A reminder that a crisis can often bring out the best in people.
An Oregon woman’s story has gone viral after disclosing the good deed she did for an elderly couple who were overcome with fear amid the coronavirus pandemic.
Rebecca Mehra detailed the heartwarming experience in a series of tweets
“I went to the grocery store this afternoon,” the 25-year-old began. “As I was walking in I heard a woman yell to me from her car. I walked over and found an elderly woman and her husband. She cracked her window open a bit more, and explained to me nearly in tears that they are afraid to go in the store.”
Fearful for their health due to the spread of COVID-19, the couple disclosed they were in their ‘80s, didn’t have any family nearby and asked Meera if she would help get them supplies.
“Through the crack in the window she handed me a $100 bill and a grocery list, and asked if I would be willing to buy her groceries,” she recounted.
Mehra didn’t think twice.
“I bought the groceries and placed them in her trunk, and gave her back the change,” Mehra continued. “ She told me she had been sitting in the car for nearly 45 min before I had arrived, waiting to ask the right person for help.”
With so many people panicking and some resorting to questionable behavior, Mehra reminded everyone to try and do better.
“I know it’s a time of hysteria and nerves, but offer to help anyone you can,” Mehra advised. “Not everyone has people to turn to.”
After sharing her story, the post was retweeted over 100K times and led to Mehra appearing on various television outlets like CBS and CNN.
Despite the attention, she downplayed her heroism by chalking it up to coincidence.

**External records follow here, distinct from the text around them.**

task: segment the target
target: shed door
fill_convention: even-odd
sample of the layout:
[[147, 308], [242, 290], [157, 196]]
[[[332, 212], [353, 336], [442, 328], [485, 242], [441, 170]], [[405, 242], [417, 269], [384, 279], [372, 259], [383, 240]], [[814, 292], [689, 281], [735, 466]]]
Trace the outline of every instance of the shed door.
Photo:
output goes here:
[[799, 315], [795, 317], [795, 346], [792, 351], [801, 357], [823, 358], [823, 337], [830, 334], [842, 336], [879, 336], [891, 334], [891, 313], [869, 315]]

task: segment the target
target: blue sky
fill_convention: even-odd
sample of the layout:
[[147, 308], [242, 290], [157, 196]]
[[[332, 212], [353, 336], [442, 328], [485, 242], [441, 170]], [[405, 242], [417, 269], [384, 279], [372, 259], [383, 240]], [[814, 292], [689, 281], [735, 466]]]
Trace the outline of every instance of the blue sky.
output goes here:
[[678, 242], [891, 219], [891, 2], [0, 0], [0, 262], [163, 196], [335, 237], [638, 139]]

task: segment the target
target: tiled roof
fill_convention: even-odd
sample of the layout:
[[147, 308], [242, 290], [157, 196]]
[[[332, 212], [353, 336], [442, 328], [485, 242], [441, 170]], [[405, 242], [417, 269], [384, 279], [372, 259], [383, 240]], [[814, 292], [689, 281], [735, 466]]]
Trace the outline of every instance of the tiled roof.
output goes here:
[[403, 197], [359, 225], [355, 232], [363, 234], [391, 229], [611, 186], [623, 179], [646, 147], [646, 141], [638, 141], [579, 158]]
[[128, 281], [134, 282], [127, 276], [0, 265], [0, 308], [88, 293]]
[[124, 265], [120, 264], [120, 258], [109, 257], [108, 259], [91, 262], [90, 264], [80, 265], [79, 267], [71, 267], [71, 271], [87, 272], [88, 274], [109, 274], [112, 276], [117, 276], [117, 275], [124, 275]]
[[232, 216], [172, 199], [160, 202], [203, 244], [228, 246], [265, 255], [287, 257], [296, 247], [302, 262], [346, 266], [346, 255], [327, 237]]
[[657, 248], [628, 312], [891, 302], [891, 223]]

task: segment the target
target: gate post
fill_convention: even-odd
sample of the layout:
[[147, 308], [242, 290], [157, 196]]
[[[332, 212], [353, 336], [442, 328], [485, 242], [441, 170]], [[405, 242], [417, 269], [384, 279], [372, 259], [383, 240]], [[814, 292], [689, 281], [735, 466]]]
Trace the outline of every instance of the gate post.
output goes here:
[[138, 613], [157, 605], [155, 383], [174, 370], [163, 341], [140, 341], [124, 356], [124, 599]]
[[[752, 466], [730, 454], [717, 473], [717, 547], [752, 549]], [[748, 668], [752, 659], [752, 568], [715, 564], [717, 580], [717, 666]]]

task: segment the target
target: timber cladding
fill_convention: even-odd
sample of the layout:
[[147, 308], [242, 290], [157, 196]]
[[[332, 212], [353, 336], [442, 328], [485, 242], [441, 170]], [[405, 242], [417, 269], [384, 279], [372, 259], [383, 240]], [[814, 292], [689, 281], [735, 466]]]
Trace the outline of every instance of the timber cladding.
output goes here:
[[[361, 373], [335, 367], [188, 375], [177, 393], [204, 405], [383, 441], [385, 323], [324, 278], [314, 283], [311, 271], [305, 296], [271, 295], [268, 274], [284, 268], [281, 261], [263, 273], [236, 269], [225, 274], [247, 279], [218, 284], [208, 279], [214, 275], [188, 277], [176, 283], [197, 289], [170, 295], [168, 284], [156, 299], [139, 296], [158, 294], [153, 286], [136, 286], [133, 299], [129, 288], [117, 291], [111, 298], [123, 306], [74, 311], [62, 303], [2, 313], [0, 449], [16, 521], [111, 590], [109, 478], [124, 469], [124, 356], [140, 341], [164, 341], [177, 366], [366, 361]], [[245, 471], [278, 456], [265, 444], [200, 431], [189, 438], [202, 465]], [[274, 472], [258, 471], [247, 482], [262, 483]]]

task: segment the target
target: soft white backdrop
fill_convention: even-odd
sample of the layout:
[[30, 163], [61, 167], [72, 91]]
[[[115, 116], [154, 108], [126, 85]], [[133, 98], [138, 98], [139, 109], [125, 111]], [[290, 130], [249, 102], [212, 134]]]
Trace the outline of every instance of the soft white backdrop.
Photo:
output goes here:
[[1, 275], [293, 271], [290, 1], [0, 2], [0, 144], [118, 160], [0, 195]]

“Overwhelmed by the positive response to my tweet yesterday,” Mehra wrote in a follow-up tweet. “Frankly most people I know would have done the same thing I did. I was just in the right place at the right time.”
According to the CDC, the people most at risk of getting sick from coronavirus are older adults and individuals who have serious chronic medical conditions like: heart disease, diabetes and lung disease.